The Bullitt Foundation, a Seattle-based sustainability advocacy group, is building what they call the “greenest, most energy efficient commercial building in the world.”
The six-story, 50,000-square-foot building in downtown Seattle’s Capitol Hill neighborhood is designed to be energy- and carbon-neutral, featuring solar panels for energy, water from a harvested rainwater system, indoor composting toilets, natural lighting, a system of geothermal wells for heating and a wood structure made out of FSC-certified wood.
“The goal of the Bullitt Center is to change the way buildings are designed, built and operated to improve long-term environmental performance and promote broader implementation of energy efficiency, renewable energy and other green building technologies in the Northwest,” the foundation says on its website.
One of the most eye-catching elements of the building will be its large, expansive rooftop covered in solar panels. Builders had to get a special permit from the ceiling to allow the panels to stretch out over the sides of the roof.
Another remarkable feature is a 50,000-gallon underground cistern, which will capture and treat rainwater using an onsite biofiltration system, reports Time magazine.
High ceilings and oversize windows will provide 82 percent of lighting from the sun, and windows are programmed to open and close automatically to regulate temperature inside the building.
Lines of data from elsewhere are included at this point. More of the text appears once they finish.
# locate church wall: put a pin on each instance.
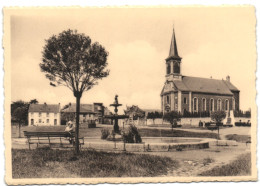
(200, 96)
(185, 105)
(236, 96)
(175, 101)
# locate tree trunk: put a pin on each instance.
(19, 135)
(77, 124)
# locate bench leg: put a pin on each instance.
(61, 142)
(49, 141)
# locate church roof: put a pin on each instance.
(205, 85)
(173, 48)
(230, 86)
(44, 108)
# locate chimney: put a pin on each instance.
(228, 78)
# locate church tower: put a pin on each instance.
(173, 61)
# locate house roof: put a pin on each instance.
(205, 85)
(84, 108)
(44, 108)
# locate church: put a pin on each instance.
(195, 94)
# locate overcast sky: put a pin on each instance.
(212, 42)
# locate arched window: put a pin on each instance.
(233, 103)
(168, 68)
(226, 105)
(168, 99)
(195, 104)
(219, 104)
(203, 104)
(211, 104)
(176, 68)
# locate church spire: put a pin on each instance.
(173, 49)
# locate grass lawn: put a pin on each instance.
(44, 163)
(83, 130)
(238, 138)
(96, 132)
(239, 167)
(147, 132)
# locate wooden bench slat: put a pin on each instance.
(39, 137)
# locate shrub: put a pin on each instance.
(239, 167)
(131, 135)
(207, 161)
(104, 133)
(218, 116)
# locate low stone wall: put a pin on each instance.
(146, 146)
(184, 121)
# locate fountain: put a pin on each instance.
(115, 116)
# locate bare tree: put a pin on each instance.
(71, 60)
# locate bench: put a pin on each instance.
(50, 138)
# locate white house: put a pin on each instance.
(44, 115)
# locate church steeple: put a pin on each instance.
(173, 48)
(173, 61)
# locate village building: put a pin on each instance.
(44, 115)
(89, 113)
(195, 94)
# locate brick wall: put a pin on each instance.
(236, 96)
(200, 96)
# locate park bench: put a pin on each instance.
(51, 138)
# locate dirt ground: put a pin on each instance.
(194, 162)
The staircase affords spectacular views of the Space Needle and downtown skyline–encouraging tenants to skip the elevator and take the stairs instead.
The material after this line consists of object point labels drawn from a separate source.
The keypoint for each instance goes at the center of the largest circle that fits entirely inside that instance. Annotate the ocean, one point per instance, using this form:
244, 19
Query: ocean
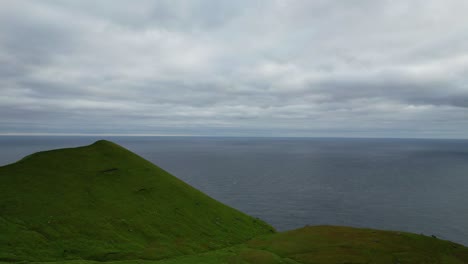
415, 185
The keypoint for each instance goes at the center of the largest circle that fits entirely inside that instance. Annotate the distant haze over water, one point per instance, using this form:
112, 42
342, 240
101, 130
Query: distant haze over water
416, 185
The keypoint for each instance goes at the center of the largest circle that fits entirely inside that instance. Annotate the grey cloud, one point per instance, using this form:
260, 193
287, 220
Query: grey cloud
282, 68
“The end result is an elegant, simple, modern structure,” says Denis Hayes, President of the Bullit Foundation, writing in Arcade magazine.
The building was designed to meet the rigorous standards of the Living Building Challenge, as put forth by the International Living Building Institute, a non-governmental organization committed to global sustainability.
To be certified as a Living Building, a structure is required to be self-sufficient for energy and water for at least 12 continuous months and to meet specific imperatives within seven performance areas: Site, Water, Energy, Health, Materials, Equity and Beauty.
So far, the institute has awarded “Living Building” certification to only three buildings worldwide.